Dr. Sondra Crosby, a Physicians for Human Rights consultant and expert in refugee trauma, said “the atmosphere of intimidation was palpable as we listened to women describing their profound suffering and fear, and their yearning to return safely and with dignity to their former lives.”

Of those refugees interviewed, “32 reported instances of confirmed or highly probable rape” — 17 in Darfur and 15 in Chad, the group said. “Among the instances of rape reported in Chad, the vast majority (10 of 11 confirmed reports) occurred when women left the camps to gather firewood.” And just over half of the 88 women interviewed — 46 of them — live in fear of sexual assaults around the refugee camp.

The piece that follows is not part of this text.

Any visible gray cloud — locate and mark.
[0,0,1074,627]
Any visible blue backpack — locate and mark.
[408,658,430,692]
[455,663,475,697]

The group supports the issuing of International Criminal Court warrants against the Sudanese perpetrators, calls for “legal reforms in Chad to end impunity for sexual violence,” and for “effective psychosocial support to survivors.” Further it said increased protections are needed by police and peacekeepers, including “effective firewood patrols.”

See the photos included in the report.


15 comments

  1. is someplace that we should be involved in. A long time ago even. And were we not bogged down in Iraq, and under-represented in Afghanistan still, we might be.

    Had we the political will to change things. Then again, it still galls me that while there are plenty of folks who criticize the US’ lack of involvement on a large scale, the UN response has been not just slow, but lazy even.

    The situation in Darfur will not be resolved or mended by strongly worded letters of condemnation–nor will it be ameliorated by sanctions and waves of poorly distributed aid. Until action is taken, the strongmen who have been rising in Africa–not just in Sudan, or Somalia, or Ethiopia–will continue. And sadly, the tactic of sexually brutalizing populations is hardly an African oddity–as the Bosnian conflict showed with such a glaring spotlight.

  2. DeniseVelez

    through the pages of history till today.  Sadly, there will be little outcry here.  

    Someone once said to me “women are like footnotes in the pages of history”.  I told them, rarely do we even merit a footnote.

    Thank you for highlighting this here.  

  3. creamer

    I would have had no reservation about interveneing in Darfur. Now I’m not so sure we have the ability to change the situation. Sure we could kill lots of locals, posibly allieviate some suffering short term, but unless we want to stay long term we would merly provide a break in the killing and raping.

    On a global scale, women outside the West are treated criminaly, like property. My heart goes out to them, and where we can help change things with sanctions, diplomacy and enlightenment, I’m all for it. But I’m very pessimistic about our ability to change people customs by force of arms.

  4. DeniseVelez

    “Darfur is Dying is a viral video game for change that provides a window into the experience of the 2.5 million refugees in the Darfur region of Sudan. Players must keep their refugee camp functioning in the face of possible attack by Janjaweed militias. Players can also learn more about the genocide in Darfur that has taken the lives of 400,000 people, and find ways to get involved to help stop this human rights and humanitarian crisis.”

    http://www.darfurisdying.com/

    One of my students brought it to my attention.

    Rape by soldiers is dealt with in the videogame

  5. DeniseVelez

    and a different set of lenses.

    I don’t agree with all that he writes, but it helps keep me from simply making assumptions based on one pov.